On paper, I have exactly the right number of protected indoor spaces. And I do… until I need to work on something not already in the garage. The recently purchased Elan +2 sits in the place of honor over the mid-rise lift, as I still have a lengthy punch list of sort-out issues to deal with before spring. The E9 is in the back left corner, jammed in next to the shelving and the parts washer. The Europa is in the easily accessible spot behind the roll-up door. None of this makes it easy if I want to work on the E30, which I am increasingly thinking about, as I’m thinking of driving it to The Vintage in the spring. The car is entirely road-worthy and fairly well sorted. Still, I’d like to resurrect its air conditioning before heading into the maw of southern heat, and that requires pulling and flushing the compressor, something I’d rather not do on jack stands. And the muffler is so rusty that it’s astonishing that the car isn’t deafeningly loud. I found a very good used exhaust section for $50 last month, but my days of doing exhausts in the driveway in the winter are decades behind me. It makes sense to get the car into the garage, put it on the mid-rise lift, and leave it there for the duration of the work. Or at least be able to pull it on or off the lift easily.

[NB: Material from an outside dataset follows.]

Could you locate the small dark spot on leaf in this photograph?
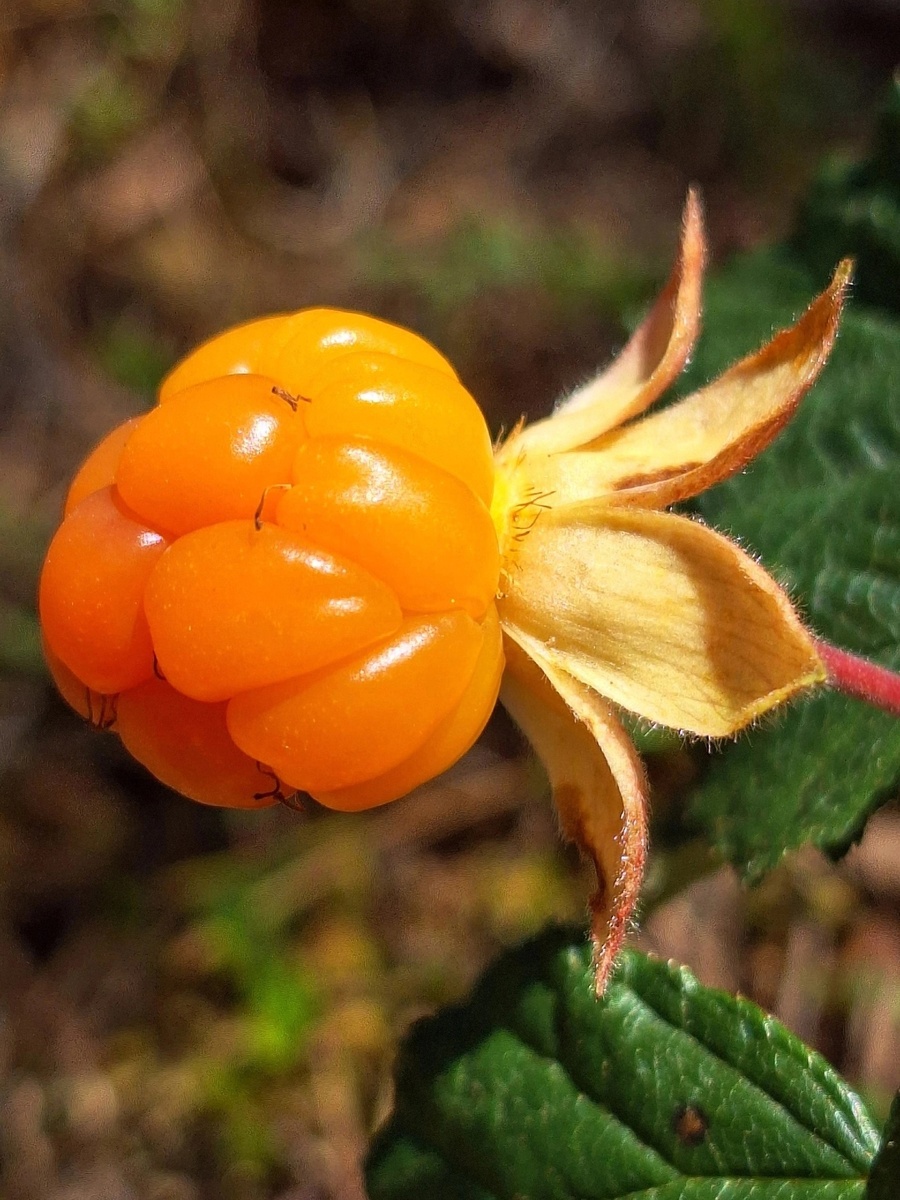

And therein lies the problem. To do so requires kicking a car out into the elements. I don’t want the E9 or either of the Lotuses to sit outside for anything but a short stint in clear weather, and even with that, I wince when I need to start them. The E9 with its retrofitted L-Jetronic injection fires up immediately but the Lotuses with their Stromberg carbs require a lot of choke and throttle, and when they do finally catch, the idle is horrible until they warm up. Imagining the cold 20W50 oil moving like honey through the passages gives me the heebie-jeebies. Old cars are best started, warmed up, and then given a drive, but with the chalk-like consistency of the salted roads, I don’t want to do that either. And I’m leery about putting the Europa in the driveway under a cover, as I had an episode a few years ago where doing so damaged the car’s fragile, dried-out paint.
In years past, I’ve fit a fourth car in the garage by putting one on wheel dollies and sliding it sideways. That’s still possible, but it’s a fair amount of work rearranging things that are taking up floor space, and it makes it so that I have very little room for projects to spread out (see the above pic of the FrankenThirty). Another issue is that, obviously, the cars have to fit lengthwise. The garage is 31 feet long, which easily accommodates small cars like two 2002s, but when one of the cars is the E9, and it needs to be on the side where the tools and shelving are, it’s challenging.
So the E30 continues to sit outside, which means it’s not getting tinkered with. At some point, I may see if I can rent another space in Monson for the Europa for the winter, and either drive it or trailer it out there. An overlapping option is moving the mid-rise lift temporarily to the spot in the garage behind the roll-up door (it’s pretty easy to move) and landlocking the Elan +2 in front of it for a few months. This would make it so I only need to start and move the Europa, not the Elan.
Yeah, I know. First-world problems. But they’re crimping my ability to do winter wrenching. And if I can’t lay hands on metal in a heated garage where I don’t need to shimmy on the asphalt like a worm, it’s just not going to happen.